Kayhan Kalhor; Erdal Erzincan
Kula Kulluk Yakisir Mi
Kayhan Kalhor is a virtuoso of the kamancheh, a bowed instrument that looks and sounds a lot like the rebab (and the Chinese erhu, for that matter). Erdal Erzincan is an equally adept player of the baglama, a lutelike instrument also known as the saz. This disc is a live recording of the duo playing a mixed set of improvised, composed, and traditional pieces for the two instruments, all of them modal and reedy and at times thrillingly elaborate–at other times they are quietly contemplative. Strongly recommended to all collections with an interest in Mediterranean and Middle Eastern music.
Silk Road Ensemble with Yo-Yo Ma
A Playlist without Borders
88883 71092 2
The Silk Road Ensemble is dedicated to “breaking boundaries of ethnicity and era.” And while there is no shortage of pan-ethnic-fusion groups out there creating well-intentioned but often woolly-minded mashups out of incompatible musical traditions, this one is more hardheaded than most. Pianist Vijay Iyer contributes a spiky eight-part suite; violinist Colin writes a feature for the Iranian kamancheh player Kayhan Kalhor (see previous review), and the program ends with an uncharacteristically whimsical piece by perennial Downtown bad boy John Zorn. This is not your hippie aunt’s “world-music fusion,” and you won’t be able to buy a copy in Starbucks.

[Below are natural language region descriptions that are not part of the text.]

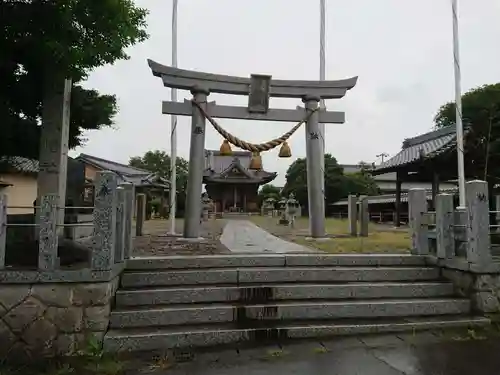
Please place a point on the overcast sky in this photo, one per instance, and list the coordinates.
(400, 49)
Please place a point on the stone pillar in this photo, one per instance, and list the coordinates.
(141, 214)
(196, 164)
(497, 208)
(364, 216)
(54, 137)
(120, 225)
(435, 189)
(48, 237)
(314, 179)
(352, 214)
(129, 214)
(105, 202)
(417, 206)
(3, 229)
(397, 216)
(445, 238)
(478, 224)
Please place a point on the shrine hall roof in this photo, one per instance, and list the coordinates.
(425, 146)
(126, 173)
(233, 168)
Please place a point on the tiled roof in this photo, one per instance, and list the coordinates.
(108, 165)
(19, 164)
(391, 198)
(354, 168)
(424, 146)
(216, 164)
(126, 173)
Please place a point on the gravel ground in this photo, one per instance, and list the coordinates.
(155, 241)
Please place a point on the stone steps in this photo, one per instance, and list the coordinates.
(273, 260)
(278, 292)
(288, 310)
(132, 340)
(243, 275)
(178, 301)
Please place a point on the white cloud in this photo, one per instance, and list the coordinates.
(401, 50)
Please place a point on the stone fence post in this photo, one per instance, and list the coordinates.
(120, 225)
(141, 214)
(364, 216)
(48, 233)
(352, 215)
(3, 229)
(105, 203)
(417, 202)
(129, 215)
(478, 223)
(445, 231)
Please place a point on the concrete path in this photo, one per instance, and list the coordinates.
(243, 236)
(406, 354)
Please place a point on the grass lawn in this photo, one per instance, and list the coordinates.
(381, 238)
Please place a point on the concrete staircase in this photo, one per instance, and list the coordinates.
(186, 301)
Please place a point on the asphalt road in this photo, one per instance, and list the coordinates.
(423, 354)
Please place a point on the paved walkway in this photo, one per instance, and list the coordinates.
(406, 354)
(243, 236)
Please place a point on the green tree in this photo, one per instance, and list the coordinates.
(45, 41)
(296, 180)
(361, 183)
(159, 162)
(481, 118)
(337, 184)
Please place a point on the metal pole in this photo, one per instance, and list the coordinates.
(322, 78)
(458, 105)
(173, 128)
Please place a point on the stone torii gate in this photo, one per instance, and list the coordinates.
(258, 88)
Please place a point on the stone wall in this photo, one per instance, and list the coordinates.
(482, 289)
(53, 319)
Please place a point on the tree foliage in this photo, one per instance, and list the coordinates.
(48, 40)
(337, 184)
(159, 162)
(481, 118)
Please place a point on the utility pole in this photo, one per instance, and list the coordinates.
(458, 106)
(173, 129)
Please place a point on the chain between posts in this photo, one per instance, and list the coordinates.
(253, 147)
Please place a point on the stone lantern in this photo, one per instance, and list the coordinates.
(283, 211)
(268, 206)
(206, 206)
(292, 208)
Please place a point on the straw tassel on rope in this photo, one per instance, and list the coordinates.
(252, 146)
(225, 148)
(285, 151)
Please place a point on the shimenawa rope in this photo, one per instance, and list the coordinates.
(253, 147)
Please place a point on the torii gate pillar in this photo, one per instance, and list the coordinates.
(196, 163)
(314, 153)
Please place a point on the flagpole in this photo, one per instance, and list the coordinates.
(322, 78)
(458, 106)
(173, 128)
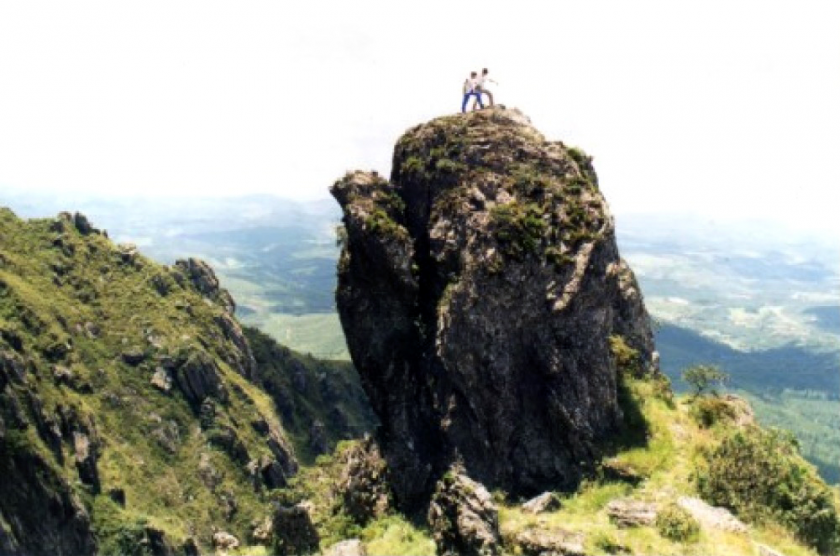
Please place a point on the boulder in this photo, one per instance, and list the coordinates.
(545, 502)
(480, 290)
(198, 378)
(162, 380)
(631, 513)
(86, 460)
(294, 532)
(224, 541)
(556, 542)
(463, 518)
(363, 484)
(712, 516)
(202, 277)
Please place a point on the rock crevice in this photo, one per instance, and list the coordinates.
(479, 291)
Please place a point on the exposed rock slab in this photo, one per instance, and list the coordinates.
(545, 502)
(463, 517)
(712, 516)
(632, 513)
(478, 291)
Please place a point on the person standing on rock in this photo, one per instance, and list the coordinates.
(470, 90)
(481, 88)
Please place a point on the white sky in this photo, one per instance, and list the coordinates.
(717, 107)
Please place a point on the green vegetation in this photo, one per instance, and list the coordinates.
(707, 412)
(84, 327)
(660, 470)
(306, 390)
(676, 524)
(760, 475)
(703, 378)
(519, 228)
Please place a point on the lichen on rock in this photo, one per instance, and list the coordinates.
(478, 291)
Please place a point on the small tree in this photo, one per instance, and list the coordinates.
(703, 378)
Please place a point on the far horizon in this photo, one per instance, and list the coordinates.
(720, 110)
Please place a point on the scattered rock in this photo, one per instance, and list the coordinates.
(117, 495)
(545, 502)
(463, 517)
(294, 532)
(271, 473)
(154, 542)
(743, 414)
(226, 439)
(162, 380)
(128, 253)
(93, 331)
(198, 378)
(209, 475)
(712, 516)
(537, 542)
(363, 484)
(62, 375)
(240, 357)
(83, 224)
(764, 550)
(86, 461)
(350, 547)
(13, 366)
(201, 275)
(318, 442)
(261, 530)
(615, 470)
(631, 513)
(168, 435)
(133, 356)
(465, 357)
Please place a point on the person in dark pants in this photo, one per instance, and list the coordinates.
(470, 90)
(480, 87)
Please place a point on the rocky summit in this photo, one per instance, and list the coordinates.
(486, 306)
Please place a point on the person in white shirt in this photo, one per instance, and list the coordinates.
(470, 90)
(482, 88)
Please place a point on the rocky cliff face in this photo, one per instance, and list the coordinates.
(486, 305)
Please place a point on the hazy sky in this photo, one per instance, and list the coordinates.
(716, 107)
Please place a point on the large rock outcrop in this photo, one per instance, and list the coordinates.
(484, 302)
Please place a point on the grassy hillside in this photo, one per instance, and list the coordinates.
(134, 393)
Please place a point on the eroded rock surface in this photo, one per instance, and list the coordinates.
(463, 517)
(481, 293)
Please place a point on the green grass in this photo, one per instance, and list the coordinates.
(668, 463)
(149, 442)
(319, 334)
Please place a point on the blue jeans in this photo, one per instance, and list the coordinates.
(467, 99)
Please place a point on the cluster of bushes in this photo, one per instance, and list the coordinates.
(519, 227)
(676, 524)
(761, 476)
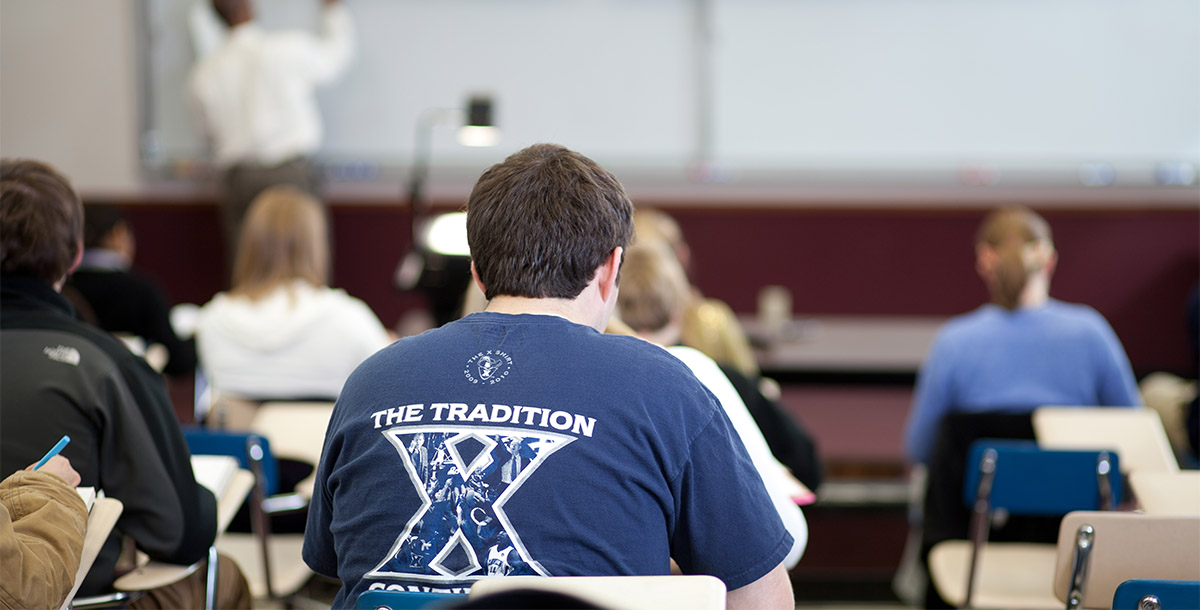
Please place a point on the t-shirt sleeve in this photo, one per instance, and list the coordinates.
(318, 544)
(726, 525)
(1116, 383)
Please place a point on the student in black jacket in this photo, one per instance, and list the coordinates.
(121, 299)
(65, 377)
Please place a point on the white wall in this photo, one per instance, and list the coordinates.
(795, 91)
(69, 90)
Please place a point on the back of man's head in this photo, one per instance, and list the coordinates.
(41, 221)
(233, 12)
(100, 220)
(543, 221)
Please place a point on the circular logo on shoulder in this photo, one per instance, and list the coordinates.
(487, 368)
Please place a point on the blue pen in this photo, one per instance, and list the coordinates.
(54, 450)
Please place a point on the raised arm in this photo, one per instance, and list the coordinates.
(772, 591)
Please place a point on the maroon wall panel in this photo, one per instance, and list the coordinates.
(1134, 265)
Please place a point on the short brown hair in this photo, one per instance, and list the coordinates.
(283, 239)
(41, 220)
(543, 221)
(654, 288)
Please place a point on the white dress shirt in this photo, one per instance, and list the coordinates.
(257, 90)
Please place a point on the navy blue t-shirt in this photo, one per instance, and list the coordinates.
(528, 444)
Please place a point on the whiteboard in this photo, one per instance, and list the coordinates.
(610, 77)
(775, 87)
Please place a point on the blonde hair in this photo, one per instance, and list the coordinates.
(653, 287)
(283, 239)
(1024, 245)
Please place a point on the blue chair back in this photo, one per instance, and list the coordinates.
(239, 446)
(1042, 482)
(1157, 594)
(405, 600)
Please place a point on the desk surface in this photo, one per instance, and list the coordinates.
(844, 344)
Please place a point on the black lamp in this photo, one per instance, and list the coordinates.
(438, 262)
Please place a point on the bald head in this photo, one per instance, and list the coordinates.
(233, 12)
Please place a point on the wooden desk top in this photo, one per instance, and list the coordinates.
(844, 344)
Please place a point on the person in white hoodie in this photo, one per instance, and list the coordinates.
(653, 297)
(281, 333)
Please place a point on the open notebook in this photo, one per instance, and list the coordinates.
(214, 472)
(88, 495)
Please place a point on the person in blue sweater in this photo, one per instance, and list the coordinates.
(1021, 351)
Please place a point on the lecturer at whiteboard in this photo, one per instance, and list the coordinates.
(256, 93)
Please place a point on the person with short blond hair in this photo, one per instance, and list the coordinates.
(653, 298)
(281, 332)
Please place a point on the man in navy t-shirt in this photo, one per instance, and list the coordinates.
(523, 441)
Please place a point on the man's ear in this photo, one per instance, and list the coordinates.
(75, 264)
(474, 275)
(609, 271)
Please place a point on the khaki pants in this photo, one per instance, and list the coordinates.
(233, 591)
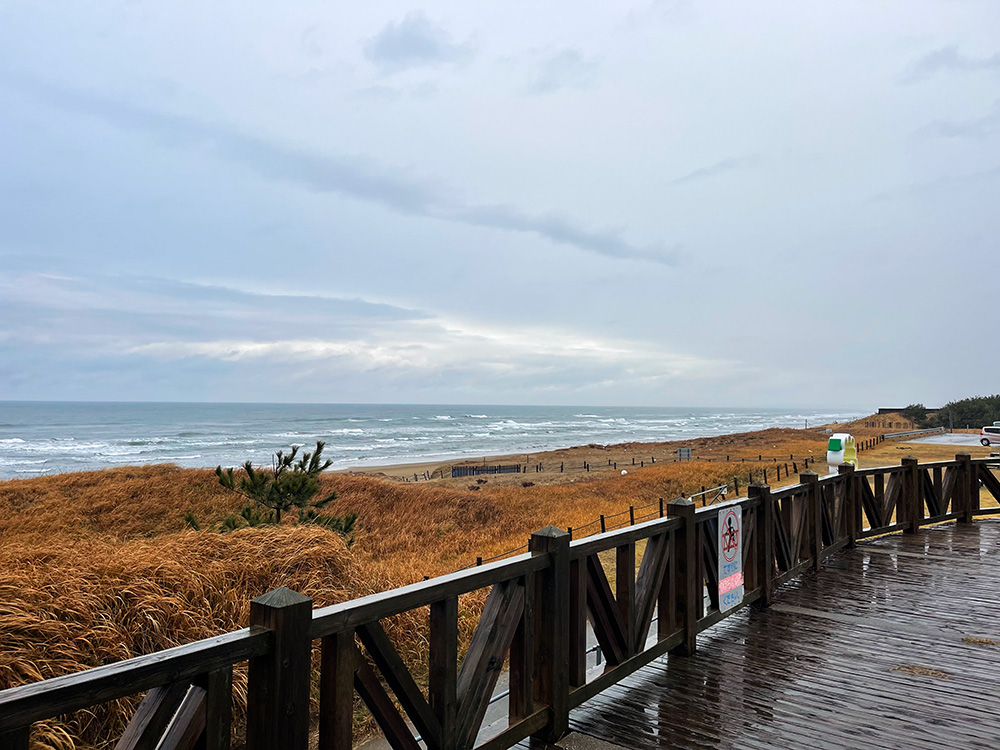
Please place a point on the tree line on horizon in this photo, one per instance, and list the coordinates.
(975, 411)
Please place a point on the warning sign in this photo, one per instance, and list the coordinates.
(730, 558)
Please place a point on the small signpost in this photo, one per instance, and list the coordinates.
(730, 558)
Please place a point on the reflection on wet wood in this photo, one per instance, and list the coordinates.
(892, 644)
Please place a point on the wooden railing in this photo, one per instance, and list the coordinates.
(542, 609)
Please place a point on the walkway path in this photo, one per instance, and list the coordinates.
(895, 644)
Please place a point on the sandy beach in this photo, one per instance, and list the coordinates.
(578, 463)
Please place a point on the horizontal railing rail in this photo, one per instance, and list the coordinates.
(633, 593)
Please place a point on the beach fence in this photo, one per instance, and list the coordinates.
(474, 471)
(541, 610)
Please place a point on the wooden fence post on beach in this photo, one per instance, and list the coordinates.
(552, 638)
(278, 681)
(765, 542)
(687, 588)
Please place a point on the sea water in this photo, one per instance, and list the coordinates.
(54, 437)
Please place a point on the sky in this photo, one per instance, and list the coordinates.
(663, 203)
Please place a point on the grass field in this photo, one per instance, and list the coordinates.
(96, 567)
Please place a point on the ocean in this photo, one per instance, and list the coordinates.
(54, 437)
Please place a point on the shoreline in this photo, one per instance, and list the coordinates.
(593, 460)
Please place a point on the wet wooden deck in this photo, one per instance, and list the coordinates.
(895, 644)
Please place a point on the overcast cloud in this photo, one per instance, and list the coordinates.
(633, 203)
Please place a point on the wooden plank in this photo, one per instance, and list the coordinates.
(397, 734)
(577, 622)
(552, 635)
(484, 659)
(648, 584)
(765, 542)
(374, 607)
(872, 615)
(870, 506)
(708, 559)
(625, 592)
(609, 630)
(218, 686)
(22, 706)
(990, 482)
(188, 724)
(336, 690)
(591, 545)
(398, 677)
(521, 702)
(151, 718)
(684, 568)
(514, 733)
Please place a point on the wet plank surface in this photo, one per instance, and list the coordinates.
(893, 645)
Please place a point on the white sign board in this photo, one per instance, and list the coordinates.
(730, 558)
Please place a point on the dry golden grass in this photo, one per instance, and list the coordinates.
(98, 566)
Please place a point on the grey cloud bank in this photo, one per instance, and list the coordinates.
(638, 203)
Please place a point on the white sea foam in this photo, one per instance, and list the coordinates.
(57, 438)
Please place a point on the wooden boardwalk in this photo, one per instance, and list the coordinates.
(895, 644)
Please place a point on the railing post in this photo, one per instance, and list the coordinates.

It’s safe to say that while Greece and Turkey are nestled together cozily in geographical terms, there has been nothing cozy about their post-Ottoman diplomatic history. Despite their fractious recent relations, though, the people of those countries remain somewhat united by rebetiko, a vernacular music style sometimes characterized as “Aegean blues.” On this album, Turkish singer Cigdem Aslan shares a program of songs in both the rebetiko and smyrniac styles, all of them characterized by spiky tonalities, sweet-and-sour melodies, and Aslan’s clear, incisive vocals.
Despite its enormous distance from the reggae homeland of the Caribbean (and its notable lack of Jamaican immigrants), Hawaii has been host to a thriving reggae scene for decades. But no Hawaiian band has yet created as mature and richly-developed sound as that of The Green. This is only their third album, but they sound like they’ve been doing this since the 1970s–not only are they tight, but they move together nimbly and their sound is warm and sweet. And they have their own take on the “roots and culture” tradition, singing not only about love and romance but also about issues relevant to their islands and the challenges they face there. Highly recommended.
Bombay Dub Orchestra
Tales from the Grand Bazaar
With each release from this British duo, you find yourself wondering where the accent is going to be this time: on the “dub” or on the “orchestra”? And every time the answer is kind of the same: both. Yes, their music involves lots of South Asian-style orchestral strings; yes, their music involves reggae-inflected beats and basslines and there will be lots of dubwise space in the mix. This time out the reggae bona fides are a bit stronger than usual, thanks to the presence of legendary drums-and-bass duo Sly Dunbar and Robbie Shakespeare. There are also some great vocal cameos by the likes of Ujwal Nagar and Tanja Tzar (the latter from Macedonia, bringing yet another level of cultural complexity to the mix). Like all Bombay Dub Orchestra albums, this one is a must.